Signs that you’re going to have issues with a particular team member include a resistance to forecasts or measurements; often, they’ll claim they don’t have time to measure because they’re “too busy selling.” If a rep has a heavy reliance on a small number of accounts or they complain about changes to marketing, product, or process, they may be part of the issue on your team. In some cases, these issues may be inherent to someone’s personality (as opposed to something you can solve by training and mentoring), and that may mean they’re not going to be a good fit for your team.
3. Examine the Work Atmosphere
In large part, you can create your own dysfunction by putting the wrong compensation plan in place, fostering extreme competition, or leading by the stick — punishing or penalizing without ever rewarding. When it’s time to assess the health of your team, don’t forget to look inward to see what you could do better.
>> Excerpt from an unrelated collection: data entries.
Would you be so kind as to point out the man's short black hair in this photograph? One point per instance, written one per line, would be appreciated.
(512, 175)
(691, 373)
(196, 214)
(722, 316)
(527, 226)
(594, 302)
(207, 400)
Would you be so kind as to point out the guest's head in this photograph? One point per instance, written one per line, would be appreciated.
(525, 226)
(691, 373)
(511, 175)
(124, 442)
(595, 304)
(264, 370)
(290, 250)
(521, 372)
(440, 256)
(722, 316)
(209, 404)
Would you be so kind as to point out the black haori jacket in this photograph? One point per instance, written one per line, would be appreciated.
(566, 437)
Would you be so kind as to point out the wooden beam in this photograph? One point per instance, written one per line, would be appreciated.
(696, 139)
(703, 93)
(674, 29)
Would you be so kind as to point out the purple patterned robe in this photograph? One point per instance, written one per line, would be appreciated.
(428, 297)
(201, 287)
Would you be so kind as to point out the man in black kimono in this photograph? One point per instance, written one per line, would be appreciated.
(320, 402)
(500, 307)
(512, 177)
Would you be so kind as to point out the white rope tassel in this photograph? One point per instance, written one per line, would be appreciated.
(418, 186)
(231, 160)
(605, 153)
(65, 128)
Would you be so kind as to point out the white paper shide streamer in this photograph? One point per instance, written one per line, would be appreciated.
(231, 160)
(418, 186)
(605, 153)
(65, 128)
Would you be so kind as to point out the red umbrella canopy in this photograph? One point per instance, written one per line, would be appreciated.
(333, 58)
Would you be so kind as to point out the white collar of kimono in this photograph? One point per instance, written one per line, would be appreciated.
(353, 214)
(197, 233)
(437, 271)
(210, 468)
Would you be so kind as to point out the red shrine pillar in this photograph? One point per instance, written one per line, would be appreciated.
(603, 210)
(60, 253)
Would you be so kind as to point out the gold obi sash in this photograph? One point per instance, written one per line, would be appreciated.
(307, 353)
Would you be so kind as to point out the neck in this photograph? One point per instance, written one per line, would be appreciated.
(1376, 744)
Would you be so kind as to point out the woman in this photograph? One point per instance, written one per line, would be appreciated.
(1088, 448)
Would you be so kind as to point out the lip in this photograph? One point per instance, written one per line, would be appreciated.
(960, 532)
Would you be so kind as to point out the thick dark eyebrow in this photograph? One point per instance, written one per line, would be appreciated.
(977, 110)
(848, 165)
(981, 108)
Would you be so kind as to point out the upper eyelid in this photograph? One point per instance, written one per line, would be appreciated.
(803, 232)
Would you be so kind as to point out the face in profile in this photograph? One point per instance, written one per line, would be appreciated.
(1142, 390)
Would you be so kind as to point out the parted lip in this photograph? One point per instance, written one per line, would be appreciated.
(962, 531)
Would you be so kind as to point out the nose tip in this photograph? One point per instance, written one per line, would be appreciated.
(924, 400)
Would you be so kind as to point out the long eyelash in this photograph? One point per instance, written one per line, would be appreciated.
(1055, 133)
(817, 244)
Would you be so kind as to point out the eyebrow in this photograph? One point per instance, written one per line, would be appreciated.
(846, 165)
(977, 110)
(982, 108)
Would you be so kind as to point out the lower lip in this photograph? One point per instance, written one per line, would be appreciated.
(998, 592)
In sales, compensation is king. As much as it can motivate employees, it can also create an extremely hostile environment when done poorly. Changing your compensation plan part way through the year or changing rules or territories unexpectedly can create this type of negative environment. It encourages your reps to fight, hoard deals, hide deals, or game the system. In the end, your sales team will most likely behave the way you pay them to behave. So give some attention to your compensation plan and ensure you’re paying your employees for the habits and achievements you want to see.
Hiring can make a difference to your team’s environment as well. Bring in the right people for the type of sales your company makes. A rep who’s excellent at closing multimillion dollar deals with long sales cycles may fail on a team that needs monthly results with smaller revenues. Fit and skills are important, so keep your sales process in mind when hiring, and don’t get dazzled by impressive numbers that aren’t relevant to your specific business.
How to Create a Top-Performing Team
Even if you’re able to get the dysfunction out of your sales team, it doesn’t mean you’ve necessarily created a high-impact team. Here are strategies that will help move your team in the right direction once you’ve cleared out the dysfunction:
1. Generate Enthusiasm
Develop leads at every stage and ensure your team is confident about the pipeline.
2. Promote One Focus at a Time
Be focused and consistent in reinforcing a single concept for a selling period (typically a quarter) so your team knows exactly what they should be aiming for.
3. Shields Up During Crunch Time
Make sure the entire company knows not to bother your team or create non-revenue-generating meetings or activities during the last week of the month or the last week of the quarter — respecting that killer sales time for your team. Rally the entire company around the fact that the sales team is generating revenue.
4. Celebrate Big and Small Victories
Reward your team verbally or with an email when deals are won or saved, or when reps hit their quota. It’s as important to let the team know when they’re doing well as when things are wrong or need to be corrected. Make progress public within the team and the entire company, and celebrate both big successes and small victories.
5. Double Up Your Coaching
Sales VPs should meet with reps one-on-one for about 30 minutes each week to run through deal analysis and talk in confidence around their pipeline. To foster camaraderie, teams should also meet once a week to share ideas.
6. Don’t Compete with Your Team
If you have your own territory as a sales leader, you’re essentially competing against your reps. Pass off your accounts to your team and coach them on how to improve their performance.
Ridding your sales team of dysfunction can be a difficult process — but making it successful should be energizing and fun. By examining your practices, your people, and yourself, you can develop a rockstar team that performs and generates revenue for your company.